Her stepfather, 70, was confirmed to have the virus and initially seemed OK. But he then suddenly took a turn for the worse and was hospitalized due to low oxygen levels. He remained in the hospital for weeks, and was expected to need hospice care. Reeves said he survived the virus but its impact is not over, she said.
She shared her family’s story during a Yakima Health District briefing on Wednesday.
“Even though my stepfather is one of the lucky ones who has survived this, he will now be on an oxygen machine for the rest of his life. Two weeks after being cleared from COVID, he now has pneumonia because his lungs just are not as strong as they used to be,” she said. “So chances are this is something we are going to have to face for the rest of his life.”
Reeves created a Facebook page to show support for those diagnosed with COVID-19 and their families, “I love someone with Covid-19.”
“This is not just about the death toll,” she said. “It’s also about the quality of life after, and this is not something you want to learn from experience.”
Yakima County reached a new milestone Wednesday, surpassing 100 local deaths with 103 individuals lost to COVID-19.
The new total comes as the county saw 1,000 new cases of the respiratory virus in the span of a week, Yakima Health District spokeswoman Lilian Bravo said.
“I want to express our deep sympathies for each and every person who has lost a family member to COVID-19 and for each and every one of you who has had to go through the experience of having a loved one in the hospital and not being able to be by their side to support them,” Bravo said.
“As a public health community and a health care community, we pledge to continue to work day and night to slow the spread of COVID-19 in Yakima so that we do not have to see more suffering from COVID-19, whether that be to deaths, hospitalizations or ill family members.”
The total case count as of Wednesday evening was 5,092, up 83 from the previous day. There were 43 people hospitalized countywide. The health district has been tracking cases since mid-March, and 1,934 people have recovered.
Masks and trends
Bravo and Dr. Tanny Davenport of Virginia Mason Memorial urged the community to wear masks in public. The practice is proven to decrease the spread of the virus and does not cause health risks to those wearing them, they said.

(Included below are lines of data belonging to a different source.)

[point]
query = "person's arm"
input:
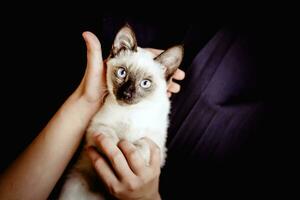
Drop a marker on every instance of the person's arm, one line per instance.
(125, 173)
(35, 172)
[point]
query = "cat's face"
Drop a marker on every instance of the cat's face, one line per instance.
(133, 75)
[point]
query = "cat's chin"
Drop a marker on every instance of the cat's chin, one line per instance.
(125, 102)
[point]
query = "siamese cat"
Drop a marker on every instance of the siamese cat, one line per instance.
(136, 106)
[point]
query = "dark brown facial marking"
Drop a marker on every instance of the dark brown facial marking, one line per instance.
(129, 90)
(126, 92)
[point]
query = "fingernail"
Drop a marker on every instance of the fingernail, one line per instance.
(96, 135)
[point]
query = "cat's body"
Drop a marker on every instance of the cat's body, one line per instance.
(136, 106)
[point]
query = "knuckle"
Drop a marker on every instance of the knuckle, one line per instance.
(115, 157)
(115, 190)
(132, 185)
(98, 163)
(132, 154)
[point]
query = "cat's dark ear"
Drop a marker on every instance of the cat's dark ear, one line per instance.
(171, 59)
(124, 40)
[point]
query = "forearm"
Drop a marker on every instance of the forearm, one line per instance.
(35, 172)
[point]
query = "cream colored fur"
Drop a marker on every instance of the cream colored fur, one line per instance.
(147, 118)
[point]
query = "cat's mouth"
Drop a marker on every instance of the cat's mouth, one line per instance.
(126, 101)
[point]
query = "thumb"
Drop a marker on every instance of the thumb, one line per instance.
(94, 67)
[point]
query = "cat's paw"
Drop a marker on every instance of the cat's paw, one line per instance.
(144, 149)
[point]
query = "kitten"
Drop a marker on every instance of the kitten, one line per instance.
(136, 106)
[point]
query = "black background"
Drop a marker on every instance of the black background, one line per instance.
(43, 60)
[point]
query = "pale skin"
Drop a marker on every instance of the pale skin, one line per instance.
(35, 172)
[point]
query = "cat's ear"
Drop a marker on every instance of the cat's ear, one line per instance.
(171, 59)
(124, 40)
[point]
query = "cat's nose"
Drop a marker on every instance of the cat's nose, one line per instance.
(127, 94)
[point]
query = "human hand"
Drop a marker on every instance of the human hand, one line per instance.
(93, 85)
(178, 75)
(131, 177)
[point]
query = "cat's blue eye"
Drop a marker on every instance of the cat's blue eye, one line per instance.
(145, 83)
(121, 73)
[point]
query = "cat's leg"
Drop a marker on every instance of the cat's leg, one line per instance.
(79, 182)
(144, 149)
(95, 129)
(77, 188)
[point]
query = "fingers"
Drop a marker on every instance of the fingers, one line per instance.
(94, 68)
(155, 158)
(101, 167)
(179, 74)
(134, 159)
(154, 52)
(115, 156)
(173, 87)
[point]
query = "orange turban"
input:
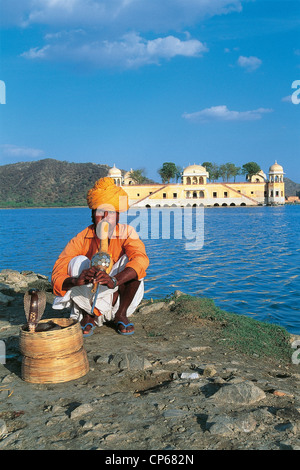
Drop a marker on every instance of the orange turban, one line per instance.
(106, 195)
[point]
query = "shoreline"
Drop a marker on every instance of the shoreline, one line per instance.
(193, 377)
(161, 207)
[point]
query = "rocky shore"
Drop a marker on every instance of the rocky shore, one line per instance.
(191, 378)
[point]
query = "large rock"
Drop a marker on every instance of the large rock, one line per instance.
(130, 361)
(11, 280)
(226, 425)
(243, 393)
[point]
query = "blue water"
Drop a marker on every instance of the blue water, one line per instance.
(249, 262)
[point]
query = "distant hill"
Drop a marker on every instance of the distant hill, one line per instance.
(49, 182)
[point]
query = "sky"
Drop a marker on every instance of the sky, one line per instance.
(137, 83)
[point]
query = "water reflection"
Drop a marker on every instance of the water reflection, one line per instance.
(249, 262)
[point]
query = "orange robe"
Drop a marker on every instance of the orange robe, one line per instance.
(124, 241)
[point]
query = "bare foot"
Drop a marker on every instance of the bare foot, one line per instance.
(123, 326)
(87, 323)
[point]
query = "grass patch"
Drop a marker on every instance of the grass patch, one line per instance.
(242, 333)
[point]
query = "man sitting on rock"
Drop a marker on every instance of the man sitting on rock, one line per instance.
(122, 290)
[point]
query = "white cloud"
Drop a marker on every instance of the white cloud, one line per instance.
(130, 51)
(249, 63)
(14, 151)
(222, 113)
(287, 99)
(123, 15)
(105, 33)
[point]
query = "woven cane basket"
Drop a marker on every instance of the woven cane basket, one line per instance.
(54, 356)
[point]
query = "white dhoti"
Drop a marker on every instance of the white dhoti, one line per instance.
(81, 298)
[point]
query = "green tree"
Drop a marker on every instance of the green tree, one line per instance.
(168, 171)
(249, 169)
(138, 176)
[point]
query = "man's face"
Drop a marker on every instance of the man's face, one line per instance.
(111, 217)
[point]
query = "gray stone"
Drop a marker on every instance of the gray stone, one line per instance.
(174, 413)
(3, 428)
(243, 393)
(152, 308)
(129, 360)
(81, 410)
(225, 425)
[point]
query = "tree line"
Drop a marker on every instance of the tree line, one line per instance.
(170, 171)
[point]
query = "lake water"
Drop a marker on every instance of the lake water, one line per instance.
(249, 261)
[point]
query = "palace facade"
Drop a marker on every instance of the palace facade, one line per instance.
(195, 190)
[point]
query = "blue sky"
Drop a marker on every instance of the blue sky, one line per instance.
(136, 83)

Davenport emphasized that Yakima’s COVID-19 trends are worsening. He said 52% of newly confirmed COVID-19 cases in all of Washington on Tuesday were from Yakima County. For context, he said Yakima County makes up just 3.2% of the state’s total population.

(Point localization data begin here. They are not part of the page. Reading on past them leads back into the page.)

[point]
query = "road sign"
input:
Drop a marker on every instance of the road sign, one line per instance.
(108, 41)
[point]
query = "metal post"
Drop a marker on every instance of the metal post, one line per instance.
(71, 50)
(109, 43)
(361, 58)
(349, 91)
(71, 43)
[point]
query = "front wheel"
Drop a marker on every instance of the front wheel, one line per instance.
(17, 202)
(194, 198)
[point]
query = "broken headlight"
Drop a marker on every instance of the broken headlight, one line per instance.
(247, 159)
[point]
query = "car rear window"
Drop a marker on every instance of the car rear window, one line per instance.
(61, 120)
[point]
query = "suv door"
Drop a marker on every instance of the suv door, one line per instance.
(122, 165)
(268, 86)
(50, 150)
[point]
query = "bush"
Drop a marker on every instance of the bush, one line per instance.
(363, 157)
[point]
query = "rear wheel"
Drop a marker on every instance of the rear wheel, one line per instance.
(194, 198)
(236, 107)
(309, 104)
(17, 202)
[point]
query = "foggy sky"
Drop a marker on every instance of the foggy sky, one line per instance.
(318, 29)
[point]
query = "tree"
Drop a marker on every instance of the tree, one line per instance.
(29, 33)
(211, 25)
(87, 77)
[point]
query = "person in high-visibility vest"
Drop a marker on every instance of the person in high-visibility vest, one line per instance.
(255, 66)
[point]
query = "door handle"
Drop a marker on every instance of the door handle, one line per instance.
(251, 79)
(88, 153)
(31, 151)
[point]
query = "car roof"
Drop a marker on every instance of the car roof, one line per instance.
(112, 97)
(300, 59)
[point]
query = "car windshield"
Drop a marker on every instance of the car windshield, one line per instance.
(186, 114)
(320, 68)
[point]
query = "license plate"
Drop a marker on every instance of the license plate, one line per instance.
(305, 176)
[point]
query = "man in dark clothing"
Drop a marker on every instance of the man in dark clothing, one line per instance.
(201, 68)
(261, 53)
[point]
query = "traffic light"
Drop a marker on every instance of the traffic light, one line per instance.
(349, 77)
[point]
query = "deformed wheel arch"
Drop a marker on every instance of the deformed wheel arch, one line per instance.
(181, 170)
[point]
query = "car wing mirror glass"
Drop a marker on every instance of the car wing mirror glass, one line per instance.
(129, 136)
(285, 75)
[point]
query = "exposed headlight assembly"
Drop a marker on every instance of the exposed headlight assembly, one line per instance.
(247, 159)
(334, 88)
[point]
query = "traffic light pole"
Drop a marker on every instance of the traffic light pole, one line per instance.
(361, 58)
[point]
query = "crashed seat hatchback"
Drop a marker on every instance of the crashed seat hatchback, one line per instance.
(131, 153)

What’s more, Bravo said Yakima County recently was recognized as the county with the fourth-highest rate of new COVID-19 cases in the U.S. relative to population in a two-week period.
She said Yakima County only includes lab-confirmed COVID-19 cases in its counts. Probable cases are not included. In the case of individuals who have been tested multiple times, their confirmed case is only counted once in the Yakima Health District totals, she said. Still, nearly 30% of all tests in the county are coming back positive lately, compared to roughly 5% statewide. Bravo said the positive rate is growing.

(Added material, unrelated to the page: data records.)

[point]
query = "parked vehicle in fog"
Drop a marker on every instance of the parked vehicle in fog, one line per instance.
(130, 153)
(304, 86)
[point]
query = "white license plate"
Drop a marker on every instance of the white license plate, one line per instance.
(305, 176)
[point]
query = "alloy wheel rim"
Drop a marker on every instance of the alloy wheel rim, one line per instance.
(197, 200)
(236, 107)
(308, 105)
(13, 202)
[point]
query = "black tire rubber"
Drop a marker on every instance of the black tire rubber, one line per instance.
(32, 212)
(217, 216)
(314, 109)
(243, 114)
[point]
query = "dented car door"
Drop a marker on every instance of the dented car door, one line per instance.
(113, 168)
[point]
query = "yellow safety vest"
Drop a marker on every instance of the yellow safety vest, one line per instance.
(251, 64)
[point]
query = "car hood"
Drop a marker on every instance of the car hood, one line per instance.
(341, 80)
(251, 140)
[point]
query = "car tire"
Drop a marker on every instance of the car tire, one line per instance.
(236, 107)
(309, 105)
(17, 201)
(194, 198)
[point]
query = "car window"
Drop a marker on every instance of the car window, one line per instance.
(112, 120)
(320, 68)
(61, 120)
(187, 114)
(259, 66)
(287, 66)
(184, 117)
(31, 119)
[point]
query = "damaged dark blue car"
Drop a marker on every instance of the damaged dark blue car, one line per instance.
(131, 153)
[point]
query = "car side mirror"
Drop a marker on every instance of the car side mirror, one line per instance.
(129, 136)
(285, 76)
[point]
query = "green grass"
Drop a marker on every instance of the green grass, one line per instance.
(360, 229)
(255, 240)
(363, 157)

The percentage of licensed hospital beds occupied by COVID-19 patients in Yakima County is 19%, up from 17% last week, according to the state Department of Health data from Monday.
Bravo said it is up to the entire community to band together to fight the spread of the virus.
“We know the numbers are increasing every single day,” she said. “We need each and every one of us to commit and dedicate ourselves to follow the public health recommendations to slow the spread of COVID-19 in our community.”
Symptoms and testing
Yakima County does not have enough tests for all community members. Instead, they continue to be prioritized for those experiencing symptoms. Davenport said this is because these are the community members most at risk to hospitalization.
Those confirmed to have COVID-19 and their family members are recommended to stay home and isolated for at least 14 days to minimize the spread of the virus to other community members, he said. They should monitor themselves for symptoms including fever, cough, sore muscles, vomiting and diarrhea and contact a medical expert if symptoms worsen.
Those who do not have a primary care provider can call 211 for support.